O art. 473.º do Código Civil (CC), aproveitando o reconhecimento feito pela jurisprudência, consagrou como fonte autónoma de obrigações, o enriquecimento sem causa, o enriquecimento injusto ou de locupletamento à custa alheia. A obrigação de restituir aquilo que se adquiriu sem causa corresponde a uma necessidade moral e social, com vista ao restabelecimento do equilíbrio injustamente quebrado entre patrimónios e que, de outro modo, não era possível obter-se (RODRIGUES BASTOS, Das Obrigações em Geral, II, 1972, pág. 13, e MENEZES CORDEIRO, Direito das Obrigações, 2.º, 2001, pág. 45).

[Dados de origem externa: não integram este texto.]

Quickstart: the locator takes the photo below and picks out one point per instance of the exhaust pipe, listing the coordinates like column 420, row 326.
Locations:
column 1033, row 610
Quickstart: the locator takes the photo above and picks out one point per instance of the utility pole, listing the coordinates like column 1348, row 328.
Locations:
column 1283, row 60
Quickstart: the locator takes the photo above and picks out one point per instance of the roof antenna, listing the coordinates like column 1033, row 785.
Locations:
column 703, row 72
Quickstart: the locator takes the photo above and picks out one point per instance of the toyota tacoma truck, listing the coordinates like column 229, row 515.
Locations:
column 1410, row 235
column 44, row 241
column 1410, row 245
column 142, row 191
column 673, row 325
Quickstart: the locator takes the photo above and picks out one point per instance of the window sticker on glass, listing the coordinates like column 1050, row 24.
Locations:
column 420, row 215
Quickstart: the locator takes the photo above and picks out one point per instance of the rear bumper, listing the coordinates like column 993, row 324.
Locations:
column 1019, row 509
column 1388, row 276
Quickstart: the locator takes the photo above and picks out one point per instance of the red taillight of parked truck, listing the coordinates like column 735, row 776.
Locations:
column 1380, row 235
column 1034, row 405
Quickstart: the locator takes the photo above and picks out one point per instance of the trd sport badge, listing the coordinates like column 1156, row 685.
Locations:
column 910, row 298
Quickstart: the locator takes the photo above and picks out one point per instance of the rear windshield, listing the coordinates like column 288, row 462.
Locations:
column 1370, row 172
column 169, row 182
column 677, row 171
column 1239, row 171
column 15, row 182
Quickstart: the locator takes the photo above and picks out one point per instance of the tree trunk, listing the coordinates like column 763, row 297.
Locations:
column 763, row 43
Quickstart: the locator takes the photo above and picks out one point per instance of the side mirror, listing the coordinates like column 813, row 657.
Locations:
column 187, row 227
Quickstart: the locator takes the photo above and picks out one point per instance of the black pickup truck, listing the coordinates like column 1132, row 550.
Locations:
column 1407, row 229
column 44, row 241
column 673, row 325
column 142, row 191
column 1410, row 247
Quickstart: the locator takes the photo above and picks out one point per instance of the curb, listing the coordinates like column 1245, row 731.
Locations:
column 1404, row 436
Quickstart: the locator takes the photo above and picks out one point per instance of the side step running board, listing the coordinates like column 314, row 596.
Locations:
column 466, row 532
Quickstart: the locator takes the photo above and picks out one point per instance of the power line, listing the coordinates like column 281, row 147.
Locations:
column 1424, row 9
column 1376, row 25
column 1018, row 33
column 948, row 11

Por isso, se atribui à ação de enriquecimento sem causa o fim de remover o enriquecimento do património do enriquecido, transferindo-o ou deslocando-o para o património do empobrecido (PEREIRA COELHO, O Enriquecimento e o Dano, 2.ª reimpressão, 2003, pág. 36).

A obrigação de restituir, fundada no enriquecimento injusto, pressupõe, nos termos do disposto no art. 473.º, n.º 1, do CC, a verificação cumulativa de três requisitos: o enriquecimento de alguém, o enriquecimento sem causa justificativa e ter sido obtido à custa de quem requer a restituição (ANTUNES VARELA, Das Obrigações em Geral, I, 10.ª edição, 2004, págs. 480 e segs.).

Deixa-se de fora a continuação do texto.